Alessi takes up the AMPK-related kinases in his review article.  These are apparent substrates for LKB1, but their physiological substrates are unknown.   Fourteen such proteins have been identified to now.  The next figure, taken from Alessi's review article show their similarity to AMPK and assumed major actions.   To date, control of tissue growth, control of blood glucose levels and maintenance of the balance between energy use and formation seem to be under control of LKB1-AMPK.  It will be exciting to follow advances in understanding the roles of the AMPK-related kinases.

 

 

 

 

 

 

 

 

Metformin, Commonly used in Treatment of Type 2 Diabetes, Works Through the AMPK-LKB1 System!

Type 2 diabetes mellitus is characterized by high fasting levels of serum glucose.  A major part of this originates in the liver, where control of gluconeogenesis is lost in diabetes.  Metformin is probably the most commonly used medication for reversal of this condition.  The effectiveness of metformin is however limited.  With time, other medications and eventually insulin must be used to control blood glucose levels.  It has been suggested that metformin also decreases insulin resistance in other tissues.  The mechanism through which metformin reduces hepatic gluconeogenesis has not been identified.  Quite recently R. J. Shaw et al (Science (2005) 310, 1642-4646) (click here if you have library connections) have shown that depletion of hepatic LKB1 in mice leads to hyperglycemia.  They report further that an active AMPK-LKB1 system  is essential for the action of metformin.  Whether AMPK or one of the AMPK-related kinases is involved in metformin's action is unknown. 
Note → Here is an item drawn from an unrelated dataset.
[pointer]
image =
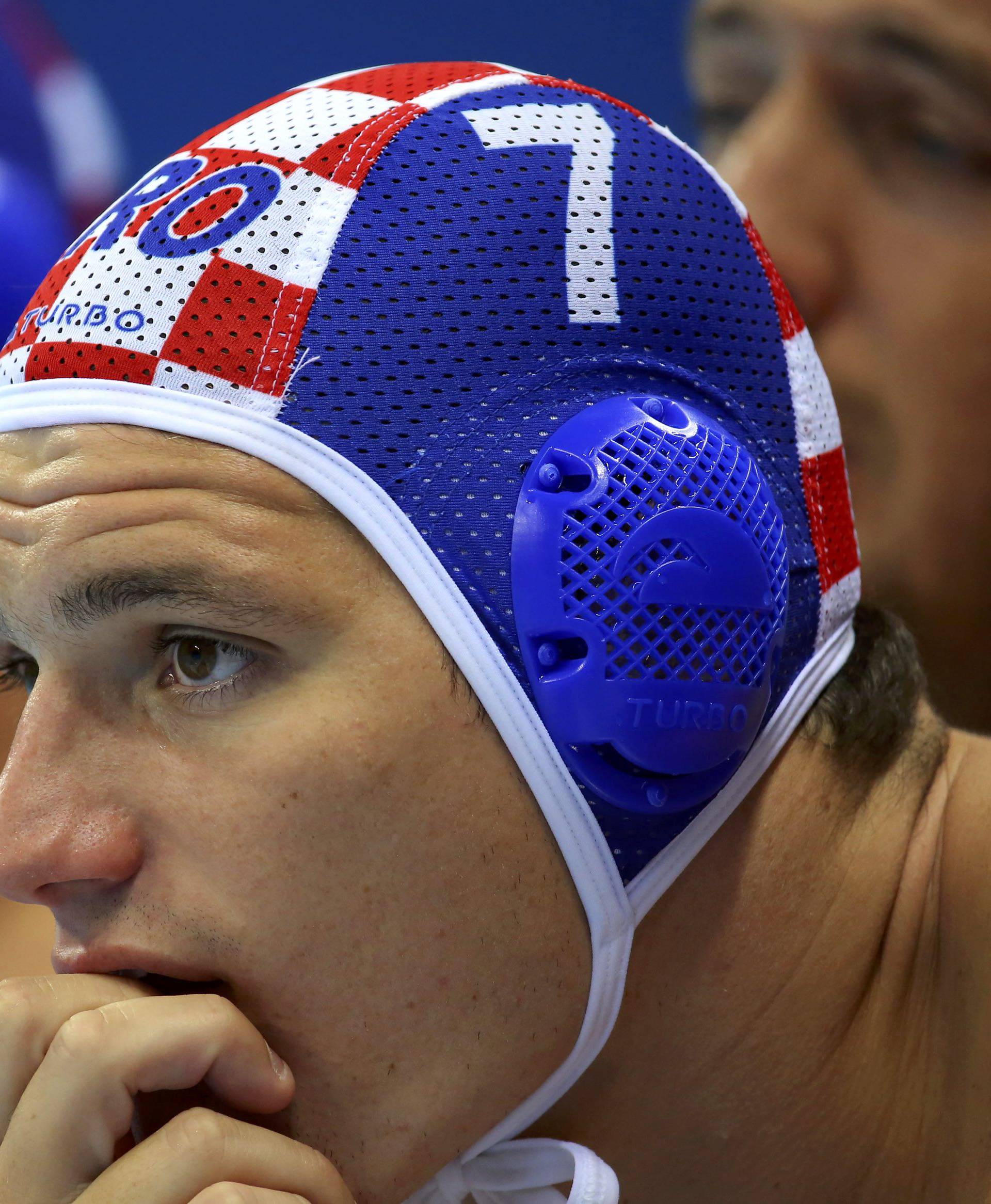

a deeper comprehension of the AMP-LKB1 system should allow development of new and specific drugs.

And Finally, a little poem by Piet Hein.

Piet Hein ( a Danish scientist and author) has written a "grook" (a little poem) that might just be appropriate for those trying to  understand metabolic regulation.

                                                    OMNISCIENCE

                                                    Knowing what
                                                    thou knowest not
                                                    is in a sense
                                                    omniscience.